A condition of abelian groups related to an automorphism

Let $G$ be a group. If for any $a, b\in G\backslash\{1\}$ there exists an automorphism $\sigma$ of $G$ such that $\sigma (a)=b$ then $G$ is abelian.

I am not the best of the algebra and I have a problem with the proof of the fact above although I guess it must be very simple.. I will be grateful for hint.


Solution 1:

Every element of G has the same order (either finite or infinite). G has no proper non-identity characteristic subgroups (it is characteristically simple), so considering the derived subgroup, G is either abelian or perfect. If G is finite, then it must be a p-group. Since a finite non-identity p-group is not perfect (maximal subgroups are normal), G is an elementary abelian p-group.

In general, if G is abelian, it must either be an elementary abelian p-group (abelian and all elements of the same finite order), or it must be a torsion-free divisible group (a vector space over $\mathbb{Q}$; choose f so that $f(nx) = x$, but then $n f(x) = f(nx) = x$ so x is divisible).

However, there are characteristically simple infinite p-groups, and I don't know that they do not have transitive automorphism groups. Three important examples are McLain groups (locally finite, lots of subnormals, upper triangular matrices over GF(p)), Hall groups (locally finite, few subnormals, wreath products), and Tarski monsters (2-generated simple groups).

As Steve mentions, in the torsion-free case, there are many non-abelian examples due to Higman (and Higman–Neumann–Neumann), since every torsion-free group embeds into a torsion-free group in which the inner automorphism group acts transitively on the non-identity elements.

Solution 2:

After one proves as KCd suggested that $Z(G)$ shouldn't be trivial then the thesis follows from this: let $G$ be a group such for each $a,b \in G \setminus\{1\}$ exists $\sigma \in \text{Aut}(G)$ such that $\sigma(a)=b$. We have that $Z(G)$, the center of the group $G$, is characteristic subgroup of $G$, so for each $a \in Z(G)$ we must have $\sigma(a) \in Z(G)$, but for hypothesis given $a \in Z(G)\setminus \{1\}$ and for each $b \in G\setminus\{1\}$ there must be a $\sigma \in \text{Aut}(G)$ such that

$$b = \sigma(a) \in Z(G)$$

because this holds for each $b \in G$ this means $G \subseteq Z(G)$. Thus $Z(G)=G$ and so $G$ must be abelian.

Edit:

Let's see that $Z(G)$ is not trivial for $G$ finite: because $G$ is finite all the elements in $G \setminus \{1\}$ have the same order $p$, $p$ must be a prime, otherwise given $a \in G \setminus \{1\}$ the subgroup $\langle a \rangle$ should contain element, different from the identity, of order lesser then $p$; thus $G$ must be a $p$-group, and so it has non trivial center.

Solution 3:

This was a problem which i found in the book: "Berkeley problems in Mathematics". The solution is as follows:

Since $G$ is finite, every element of $G$ has finite order.
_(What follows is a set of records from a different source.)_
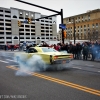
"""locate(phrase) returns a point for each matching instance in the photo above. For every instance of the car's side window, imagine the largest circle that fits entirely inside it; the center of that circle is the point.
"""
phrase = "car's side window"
(32, 50)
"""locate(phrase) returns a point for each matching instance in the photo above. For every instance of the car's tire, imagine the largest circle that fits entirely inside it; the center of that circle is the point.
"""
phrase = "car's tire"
(40, 65)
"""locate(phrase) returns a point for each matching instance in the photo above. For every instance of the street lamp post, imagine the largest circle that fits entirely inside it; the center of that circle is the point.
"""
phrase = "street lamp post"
(74, 30)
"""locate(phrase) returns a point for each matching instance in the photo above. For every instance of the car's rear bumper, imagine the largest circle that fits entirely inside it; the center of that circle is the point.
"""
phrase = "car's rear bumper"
(61, 61)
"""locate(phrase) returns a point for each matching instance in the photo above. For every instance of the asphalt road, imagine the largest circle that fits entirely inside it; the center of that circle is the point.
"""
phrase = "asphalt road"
(80, 81)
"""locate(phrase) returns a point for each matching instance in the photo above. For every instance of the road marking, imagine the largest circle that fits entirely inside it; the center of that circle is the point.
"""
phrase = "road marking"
(77, 67)
(99, 71)
(88, 65)
(76, 86)
(4, 61)
(11, 60)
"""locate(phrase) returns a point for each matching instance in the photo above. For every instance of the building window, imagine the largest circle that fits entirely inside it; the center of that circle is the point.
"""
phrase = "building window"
(21, 18)
(1, 33)
(88, 17)
(79, 19)
(1, 37)
(26, 14)
(32, 33)
(1, 15)
(32, 26)
(38, 37)
(1, 10)
(7, 24)
(21, 33)
(42, 34)
(8, 20)
(7, 11)
(21, 13)
(27, 37)
(8, 37)
(82, 18)
(1, 28)
(14, 16)
(1, 19)
(92, 25)
(32, 37)
(96, 24)
(21, 37)
(42, 38)
(27, 33)
(7, 16)
(31, 15)
(84, 26)
(47, 38)
(8, 33)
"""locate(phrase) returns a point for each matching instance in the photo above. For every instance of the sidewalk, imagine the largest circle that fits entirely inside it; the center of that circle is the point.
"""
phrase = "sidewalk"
(9, 51)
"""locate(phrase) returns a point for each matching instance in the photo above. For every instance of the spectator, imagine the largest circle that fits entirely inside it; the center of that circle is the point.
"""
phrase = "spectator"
(79, 49)
(74, 51)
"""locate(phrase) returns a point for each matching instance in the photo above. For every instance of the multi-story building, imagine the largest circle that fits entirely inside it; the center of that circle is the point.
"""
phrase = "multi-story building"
(37, 31)
(86, 26)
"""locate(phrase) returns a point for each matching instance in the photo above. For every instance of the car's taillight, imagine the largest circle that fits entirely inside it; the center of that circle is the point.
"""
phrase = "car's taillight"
(55, 57)
(71, 56)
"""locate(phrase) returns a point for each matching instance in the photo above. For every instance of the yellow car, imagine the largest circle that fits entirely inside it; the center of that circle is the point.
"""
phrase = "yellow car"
(48, 55)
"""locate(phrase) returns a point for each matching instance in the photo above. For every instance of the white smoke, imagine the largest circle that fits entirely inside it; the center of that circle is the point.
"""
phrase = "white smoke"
(34, 64)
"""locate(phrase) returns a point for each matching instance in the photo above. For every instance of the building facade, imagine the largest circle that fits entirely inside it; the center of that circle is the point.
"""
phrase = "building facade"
(37, 31)
(86, 26)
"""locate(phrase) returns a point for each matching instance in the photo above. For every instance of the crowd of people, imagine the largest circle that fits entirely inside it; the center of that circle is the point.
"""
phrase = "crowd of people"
(79, 51)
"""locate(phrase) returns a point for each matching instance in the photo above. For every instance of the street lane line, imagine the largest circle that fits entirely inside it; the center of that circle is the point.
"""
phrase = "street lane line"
(88, 65)
(11, 60)
(79, 87)
(77, 67)
(4, 61)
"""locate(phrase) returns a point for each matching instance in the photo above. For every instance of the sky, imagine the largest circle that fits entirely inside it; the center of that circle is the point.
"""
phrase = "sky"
(70, 7)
Since any two elements of $G \setminus \{e\}$ are related by an automorphism of $G$, all such elements have the same order, say $q$. Since all powers of an element of $G \setminus \{e\}$ have order $q$ or $1,q$ is prime. By sylow's theorem the order of $G$ is a power of $q$. Therefore $Z(G)$ contains an element other than $e$. Since the center of $G$ is invariant under all automorphisms, $Z(G) = G$ which implies $G$ is abelian.

Solution 4:

Let $a,b$ be any two elements of $G$ and put $x:= aba^{-1}b^{-1}$. By assumption there exists an automorphism $\sigma \colon G \to G$ such that $\sigma(x) = e$, whence $\sigma(ab) = \sigma(ba)$ whence $ab = ba$ (since $\sigma$ is 1-1).